Issue (i): Whether the transfer pricing adjustment on interest paid on the ECB loan required to be set aside and reworked by adopting the Comparable Uncontrolled Price Method with the Libor plus approach.
Analysis: For benchmarking interest on a foreign currency loan, the price is directly measurable and the Comparable Uncontrolled Price Method is the most appropriate method. The arm's length credit spread must be determined with reference to the relevant inter-bank lending rate and comparable lending conditions. The assessee's alternate request to benchmark the transaction on a Libor plus basis ought to have been accepted, and the rejection of that contention was held to be erroneous.
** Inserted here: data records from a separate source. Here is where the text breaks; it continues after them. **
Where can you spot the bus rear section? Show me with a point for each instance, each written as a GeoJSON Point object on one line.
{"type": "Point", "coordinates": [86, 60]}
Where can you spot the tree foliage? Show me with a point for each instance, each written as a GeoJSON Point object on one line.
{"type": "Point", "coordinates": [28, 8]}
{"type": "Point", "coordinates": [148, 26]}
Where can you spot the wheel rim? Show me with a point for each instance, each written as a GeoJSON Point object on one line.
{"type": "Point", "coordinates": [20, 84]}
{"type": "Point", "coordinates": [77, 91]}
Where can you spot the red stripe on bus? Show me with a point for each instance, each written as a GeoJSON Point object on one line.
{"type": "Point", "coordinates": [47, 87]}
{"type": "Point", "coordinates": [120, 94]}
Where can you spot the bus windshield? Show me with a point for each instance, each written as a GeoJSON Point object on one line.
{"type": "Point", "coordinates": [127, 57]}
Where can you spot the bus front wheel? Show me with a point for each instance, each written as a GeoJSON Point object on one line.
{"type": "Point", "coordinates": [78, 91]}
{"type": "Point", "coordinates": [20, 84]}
The matter therefore required fresh computation of arm's length price by the Transfer Pricing Officer.
Conclusion: The transfer pricing adjustment was set aside to the file of the Transfer Pricing Officer for reworking under the Comparable Uncontrolled Price Method on a Libor plus basis, in favour of the assessee.
Issue (ii): Whether the assessee was entitled to verification and grant of full credit of TDS claimed in the return.
Analysis: The assessment record showed a mismatch between the TDS claimed in the return and the credit granted during assessment. The Assessing Officer was directed to verify the claim and allow credit in accordance with law.
Conclusion: The TDS issue was remitted for verification and consequential allowance, in favour of the assessee.
Final Conclusion: The appeal succeeded only to the extent of remand and verification, and the impugned assessment was not finally affirmed on merits.
Ratio Decidendi: In benchmarking interest on an ECB loan from an associated enterprise, the Comparable Uncontrolled Price Method with a Libor plus spread is the appropriate framework, and an assessee may validly adopt an alternate benchmarking method where the earlier approach is found unsuitable.